The same type of issue also occurs with other parameters. Although in this case there is no segfault, the example below shows that the max_bin parameter is ignored when constructing a subset dataset.

import lightgbm as lgb
import numpy as np

np.random.seed(0)
X, y = np.random.random((100, 10)), np.random.random(100) > 0.5
subset_ind = (np.random.random(100) > 0.5).nonzero()[0]
# train on subsetted data: max_bin is ignored and prediction has 93 unique values
lds = lgb.Dataset(X, y)
lds = lds.subset(subset_ind)
est = lgb.train({'max_bin': 2, 'verbose': -1, 'seed': 0}, lds, num_boost_round=100)
preds = est.predict(X)
print(len(np.unique(preds)))
# construct subset manually: max_bin is used, and prediction has 1 unique value
lds = lgb.Dataset(X[subset_ind], y[subset_ind])
est = lgb.train({'max_bin': 2, 'verbose': -1, 'seed': 0}, lds, num_boost_round=100)
preds = est.predict(X)
print(len(np.unique(preds)))

I can see a couple of options for resolving this, but neither seems entirely satisfactory.

  1. Change the code so that the reference dataset parameters always override the subset parameters, even if the reference dataset parameters are empty. This doesn't seem like a good solution, because it causes the linear_tree parameter to be disregarded, which is not the expected behaviour in the example above. (This would also cause problems with lgb.cv which uses the subset method.)
  2. Change the code so that the subset parameters always override the reference dataset parameters if the reference dataset has empty parameter set and is not yet constructed. This seems like a better solution, but I think the behaviour would still be somewhat confusing to users since the logic about which set of parameters gets used under which conditions is not obvious.

Thanks ! So how do you recommend to proceed to be able to use **linear_tree =True** ? maybe to raise an warning which parameters aren't being used during the train ?

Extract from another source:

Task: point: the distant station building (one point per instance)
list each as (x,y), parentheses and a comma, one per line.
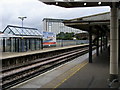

btrotta commented 2 years ago

@borisRa As I said above, I'm not sure what the best way is to fix this in the LightGBM code. I'll wait to hear from other maintainers on this. As a workaround, I think you can use linear_tree=True provided you don't attempt to train on subset Datasets. I don't know whether this will work with Optuna (since Optuna may be using the subset functionality internally).